Presentation Information
[5Yin-A-17]A Semantic Search System for National Tax Tribunal Decisions Based on Large Language Model Embeddings
〇Ryuya Yamagishi1, Fumikatsu Anaguchi1, Takeshi Morita1 (1. AOYAMA GAKUIN UNIVERSITY)
Keywords:
Semantic Search,Large Language Model,Embeddings,National Tax Tribunal Decisions
In tax accounting practice, retrieving relevant past national tax tribunal decisions is essential for analyzing cases and organizing legal justifications. However, the Tax Account Information Network System (TAINS), which is widely used for searching national tax tribunal decisions, relies on keyword-based retrieval and often fails to retrieve appropriate documents due to variations in expressions and paraphrasing.
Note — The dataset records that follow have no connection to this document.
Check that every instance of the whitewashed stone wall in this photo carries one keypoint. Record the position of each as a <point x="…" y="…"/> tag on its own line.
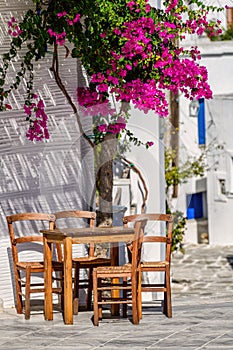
<point x="43" y="176"/>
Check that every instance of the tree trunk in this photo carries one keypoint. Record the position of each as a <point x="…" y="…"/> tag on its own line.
<point x="105" y="180"/>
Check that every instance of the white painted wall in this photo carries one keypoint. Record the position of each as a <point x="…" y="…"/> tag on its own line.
<point x="218" y="58"/>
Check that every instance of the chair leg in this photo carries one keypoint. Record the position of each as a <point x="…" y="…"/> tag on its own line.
<point x="139" y="295"/>
<point x="27" y="293"/>
<point x="76" y="289"/>
<point x="167" y="295"/>
<point x="18" y="287"/>
<point x="125" y="298"/>
<point x="134" y="298"/>
<point x="90" y="288"/>
<point x="95" y="297"/>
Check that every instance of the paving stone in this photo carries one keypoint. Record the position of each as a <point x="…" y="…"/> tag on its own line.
<point x="202" y="295"/>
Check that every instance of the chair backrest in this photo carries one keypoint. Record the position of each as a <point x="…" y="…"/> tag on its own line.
<point x="20" y="228"/>
<point x="167" y="239"/>
<point x="77" y="214"/>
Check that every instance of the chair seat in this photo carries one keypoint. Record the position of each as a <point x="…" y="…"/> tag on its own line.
<point x="91" y="260"/>
<point x="32" y="264"/>
<point x="56" y="265"/>
<point x="126" y="268"/>
<point x="154" y="264"/>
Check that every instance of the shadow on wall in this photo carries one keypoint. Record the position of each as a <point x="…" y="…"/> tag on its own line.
<point x="230" y="260"/>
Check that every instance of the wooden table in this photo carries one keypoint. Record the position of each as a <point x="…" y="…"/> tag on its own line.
<point x="67" y="237"/>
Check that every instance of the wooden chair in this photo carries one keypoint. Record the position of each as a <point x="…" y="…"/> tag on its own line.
<point x="156" y="266"/>
<point x="86" y="262"/>
<point x="23" y="231"/>
<point x="104" y="284"/>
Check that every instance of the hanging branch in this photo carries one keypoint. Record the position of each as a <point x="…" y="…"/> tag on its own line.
<point x="55" y="70"/>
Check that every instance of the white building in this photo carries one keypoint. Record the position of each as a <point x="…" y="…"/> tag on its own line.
<point x="59" y="174"/>
<point x="208" y="201"/>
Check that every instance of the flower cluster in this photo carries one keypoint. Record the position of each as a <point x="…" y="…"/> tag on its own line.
<point x="171" y="6"/>
<point x="60" y="37"/>
<point x="14" y="29"/>
<point x="113" y="128"/>
<point x="38" y="124"/>
<point x="69" y="20"/>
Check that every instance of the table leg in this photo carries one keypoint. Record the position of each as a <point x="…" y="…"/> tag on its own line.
<point x="48" y="296"/>
<point x="68" y="297"/>
<point x="115" y="309"/>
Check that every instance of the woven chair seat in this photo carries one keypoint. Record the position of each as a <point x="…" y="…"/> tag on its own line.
<point x="91" y="260"/>
<point x="114" y="269"/>
<point x="32" y="264"/>
<point x="154" y="264"/>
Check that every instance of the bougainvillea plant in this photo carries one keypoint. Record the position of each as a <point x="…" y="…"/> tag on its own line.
<point x="131" y="52"/>
<point x="129" y="49"/>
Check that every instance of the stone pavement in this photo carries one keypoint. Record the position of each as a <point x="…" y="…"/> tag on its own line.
<point x="202" y="292"/>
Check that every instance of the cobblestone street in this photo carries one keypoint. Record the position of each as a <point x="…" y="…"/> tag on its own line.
<point x="202" y="292"/>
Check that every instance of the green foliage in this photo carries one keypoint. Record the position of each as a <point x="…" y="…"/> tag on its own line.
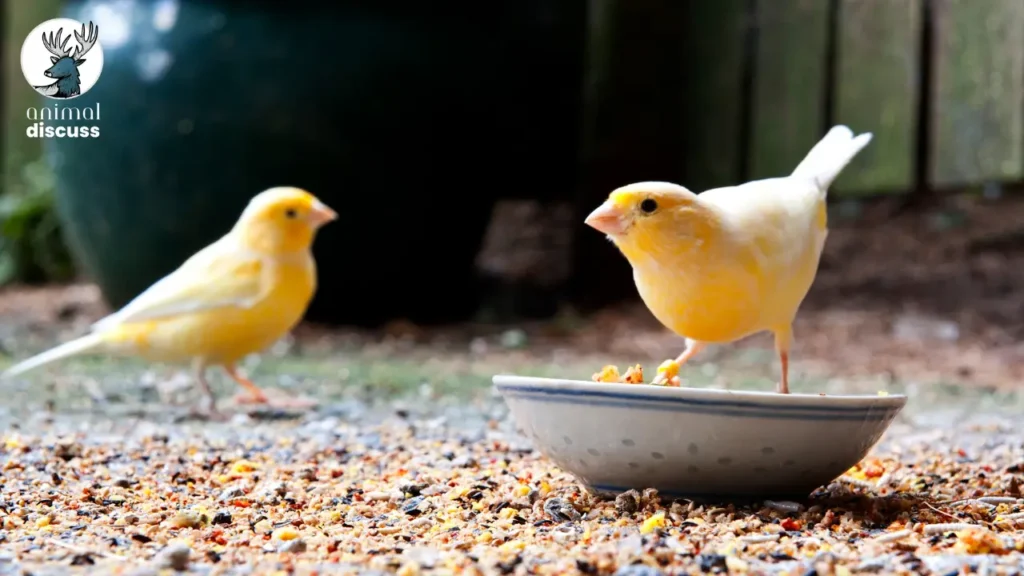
<point x="32" y="248"/>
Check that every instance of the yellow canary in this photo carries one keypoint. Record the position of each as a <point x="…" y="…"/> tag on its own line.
<point x="235" y="297"/>
<point x="731" y="261"/>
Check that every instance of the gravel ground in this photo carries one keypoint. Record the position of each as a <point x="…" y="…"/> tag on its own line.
<point x="411" y="487"/>
<point x="411" y="466"/>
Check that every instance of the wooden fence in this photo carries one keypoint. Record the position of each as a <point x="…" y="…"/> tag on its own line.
<point x="756" y="82"/>
<point x="715" y="92"/>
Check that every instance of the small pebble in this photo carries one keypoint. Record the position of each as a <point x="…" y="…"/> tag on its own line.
<point x="175" y="557"/>
<point x="297" y="545"/>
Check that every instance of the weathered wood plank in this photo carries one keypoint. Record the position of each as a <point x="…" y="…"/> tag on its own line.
<point x="978" y="91"/>
<point x="713" y="72"/>
<point x="877" y="90"/>
<point x="790" y="84"/>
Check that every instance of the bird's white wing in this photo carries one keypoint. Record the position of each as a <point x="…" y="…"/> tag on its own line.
<point x="777" y="218"/>
<point x="215" y="277"/>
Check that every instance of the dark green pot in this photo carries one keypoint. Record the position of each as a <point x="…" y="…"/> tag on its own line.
<point x="407" y="119"/>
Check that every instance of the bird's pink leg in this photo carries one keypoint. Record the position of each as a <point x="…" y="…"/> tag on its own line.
<point x="783" y="338"/>
<point x="692" y="348"/>
<point x="257" y="396"/>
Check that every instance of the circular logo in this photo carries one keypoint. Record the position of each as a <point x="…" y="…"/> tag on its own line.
<point x="61" y="58"/>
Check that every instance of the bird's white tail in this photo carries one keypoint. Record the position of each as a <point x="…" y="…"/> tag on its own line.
<point x="86" y="343"/>
<point x="830" y="155"/>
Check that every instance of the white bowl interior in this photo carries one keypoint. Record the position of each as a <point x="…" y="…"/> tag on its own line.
<point x="696" y="443"/>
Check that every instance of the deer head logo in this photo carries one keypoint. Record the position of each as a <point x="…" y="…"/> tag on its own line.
<point x="66" y="62"/>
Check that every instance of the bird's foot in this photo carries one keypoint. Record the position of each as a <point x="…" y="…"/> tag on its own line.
<point x="252" y="397"/>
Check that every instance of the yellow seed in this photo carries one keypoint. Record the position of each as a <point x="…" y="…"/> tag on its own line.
<point x="411" y="569"/>
<point x="735" y="565"/>
<point x="670" y="368"/>
<point x="285" y="533"/>
<point x="512" y="546"/>
<point x="458" y="492"/>
<point x="653" y="523"/>
<point x="244" y="466"/>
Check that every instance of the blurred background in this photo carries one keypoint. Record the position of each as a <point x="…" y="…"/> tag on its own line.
<point x="464" y="146"/>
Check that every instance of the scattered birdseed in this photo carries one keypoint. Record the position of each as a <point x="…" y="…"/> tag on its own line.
<point x="419" y="495"/>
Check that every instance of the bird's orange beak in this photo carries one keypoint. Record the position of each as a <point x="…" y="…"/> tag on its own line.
<point x="321" y="214"/>
<point x="607" y="218"/>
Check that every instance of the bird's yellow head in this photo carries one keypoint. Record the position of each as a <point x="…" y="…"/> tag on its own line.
<point x="645" y="218"/>
<point x="283" y="219"/>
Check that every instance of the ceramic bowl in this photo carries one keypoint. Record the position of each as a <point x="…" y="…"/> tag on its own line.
<point x="694" y="443"/>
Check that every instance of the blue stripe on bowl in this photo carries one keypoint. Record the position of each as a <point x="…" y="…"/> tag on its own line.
<point x="677" y="400"/>
<point x="705" y="407"/>
<point x="707" y="495"/>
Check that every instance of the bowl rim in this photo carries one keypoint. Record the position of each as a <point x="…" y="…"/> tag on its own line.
<point x="536" y="385"/>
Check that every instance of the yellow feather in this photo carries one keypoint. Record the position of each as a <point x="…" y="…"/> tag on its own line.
<point x="726" y="263"/>
<point x="235" y="297"/>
This study proposes a semantic search system for national tax tribunal decisions based on Large Language Model embeddings. Each decision is decomposed into its title, summary, and body text according to its document structure, and each component is independently vectorized. During retrieval, search results obtained from multiple vector databases are aggregated at the document level to reflect the overall semantic relevance of each national tax tribunal decisions. In addition, a web-based search interface was implemented to support practical use, allowing users to review search results and provide relevance judgments. Comparative experiments with an existing keyword-based system and subjective evaluations by experienced TAINS users indicate that the proposed approach tends to rank more relevant national tax tribunal decisions higher, particularly for queries that produce a large number of search results and are difficult to narrow down using keywords alone.